When I saw Moonlight, the first thing I said as the lights came up was “school sucks.” And it does.
I think this will be spoiler-free, but if you haven’t seen this magnificent movie, I hope you go as soon as you can. Like the best art, it showed me a new way of seeing the world and made me feel emotions that bound me to the characters. Although this is in no way real, for the two hours of that film, I was a self-loathing gay black man, unable to express my personal truth.
My life is privileged, however, and part of that privilege is comics.
Chiron, the boy/teenager/man who is the main character in the film, is not very articulate. This isn’t an unusual trait in a child. We all struggle to learn how to use our words. Unfortunately for him, none of the other adults in his life know how to express themselves either. His mother is a drug addict. The adults at school are overwhelmed with responsibilities that don’t allow them to take the time to notice one kid’s problems. The only exception is Juan, the neighborhood drug dealer, who offers the closest thing to fathering that Chiron gets. Later, his girlfriend, Teresa, offers him a refuge.
I’ve written frequently about how fiction helps me get through tough times. Reading a story about someone else’s reality has been a comfort since I was younger than Chiron at the beginning of the film. My mother turned me on to her favorite children’s author, E. Nesbit, and I felt understood in a way that really makes no logical sense. A Jewish kid in Ohio has very little in common with a bunch of English kids with magical friends, created by a Fabian Socialist. Still, I related to their confusion, to their sense that adults didn’t get it.
In a slightly different way, I found similar comfort in Greek and Norse mythology. I wanted to be one of the magnificent and beautiful gods. I thought they might understand me when reality didn’t. I bet gods never fell down and scraped their knees.
From these tales, I discovered superhero comics. These had the advantage of being new every week, instead of being old stories completed thousands of years ago. I wanted to be all the characters. I wanted to be Robin and Supergirl, Plastic Man and Wonder Woman. Wanted to be a telepath and I wanted to be invisible. I wanted to be Betty and Veronica.

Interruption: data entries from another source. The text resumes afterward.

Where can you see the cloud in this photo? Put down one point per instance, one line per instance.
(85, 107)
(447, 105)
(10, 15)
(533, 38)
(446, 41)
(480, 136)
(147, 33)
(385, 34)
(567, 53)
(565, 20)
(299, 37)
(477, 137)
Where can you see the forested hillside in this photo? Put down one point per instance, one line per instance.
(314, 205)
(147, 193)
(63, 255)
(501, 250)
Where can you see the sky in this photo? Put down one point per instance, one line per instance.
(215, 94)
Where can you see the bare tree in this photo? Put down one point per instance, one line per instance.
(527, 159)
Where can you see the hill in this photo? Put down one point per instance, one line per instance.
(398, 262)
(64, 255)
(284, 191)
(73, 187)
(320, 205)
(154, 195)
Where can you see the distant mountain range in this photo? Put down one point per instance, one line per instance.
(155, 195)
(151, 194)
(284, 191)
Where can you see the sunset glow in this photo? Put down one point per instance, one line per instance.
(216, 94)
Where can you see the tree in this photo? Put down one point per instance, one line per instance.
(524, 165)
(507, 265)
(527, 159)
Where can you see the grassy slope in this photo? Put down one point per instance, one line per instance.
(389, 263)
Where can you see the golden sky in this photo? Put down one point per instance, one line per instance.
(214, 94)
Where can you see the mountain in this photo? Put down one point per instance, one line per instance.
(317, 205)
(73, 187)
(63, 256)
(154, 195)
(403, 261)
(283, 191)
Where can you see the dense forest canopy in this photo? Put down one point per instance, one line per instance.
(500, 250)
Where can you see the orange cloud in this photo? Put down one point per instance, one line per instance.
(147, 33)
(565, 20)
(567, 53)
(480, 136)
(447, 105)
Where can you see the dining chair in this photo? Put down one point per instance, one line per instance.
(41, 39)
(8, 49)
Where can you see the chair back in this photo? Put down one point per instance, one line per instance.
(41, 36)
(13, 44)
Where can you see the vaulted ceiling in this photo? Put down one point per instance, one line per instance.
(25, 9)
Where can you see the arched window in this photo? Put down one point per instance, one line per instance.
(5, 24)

Through these stories, simple though many were, I learned that all humans have hopes and fears, insecurities and passions. And even now, decades (and decades) later, I continue to learn this over and over again. I need to, because it’s all too easy to see people as cardboard stereotypes. It’s even easy to see myself as a stereotype.
For example, if I were the blatant red-neck Trump victim, hating on Muslims and immigrants and elites (a person who probably doesn’t entirely exist, at least not as this stock figure), I might read Southern Bastards and feel like somebody finally got me. And maybe, as I read each issue, I’d see that even the characters that didn’t look like me and how it feels to be them in the same kind of small town in which I lived. And, even if I didn’t get that part, I might enjoy some of the recipes sent in to the letters page.
And if I had strange feelings in my body that I couldn’t quite describe, if I didn’t know what changes were going on or whom I should tell about them, I might feel better after reading The Old Guard. In this case, the odd changes have to do with immortality, not sexuality or gender identity, but I think the quivering uncertainty applies to all of us.
A book that continues to knock me out, perhaps because it touches on so many of my personal obsessions, is The Beauty, about a sexually transmitted disease that makes its victims beautiful before it kills them. Sometimes people try to get the disease so they can be good-looking. A recent storyline had a trans protagonist, and I was engaged trying to figure out how the virus chose which traits were pretty, and if these traits were different depending on one’s gender, and whether that gender was determined by the same criteria demanded of North Carolina restrooms. If you get the disease in a culture with different standards than ours, do you acquire different traits? How is it that the fashion/cosmetics industry hasn’t thrown all their resources into finding a cure, given that the illness makes their products irrelevant?
Is it a blind spot of my white privilege that I don’t see that the solace I get from books wouldn’t necessarily help Chiron? Maybe. Music and dance, poetry, theater and movies, all can provide the same balm to the soul. I’m in favor of all of those. Still, I think books are the easiest to put in one’s pocket.
There are no books in Chiron’s house. If there is a local library, it isn’t part of his world. We don’t even see him watching television. Instead, he is isolated.
In an ideal world, we would all have brilliant, loving parents and other adults in our lives. In their absence, we have books.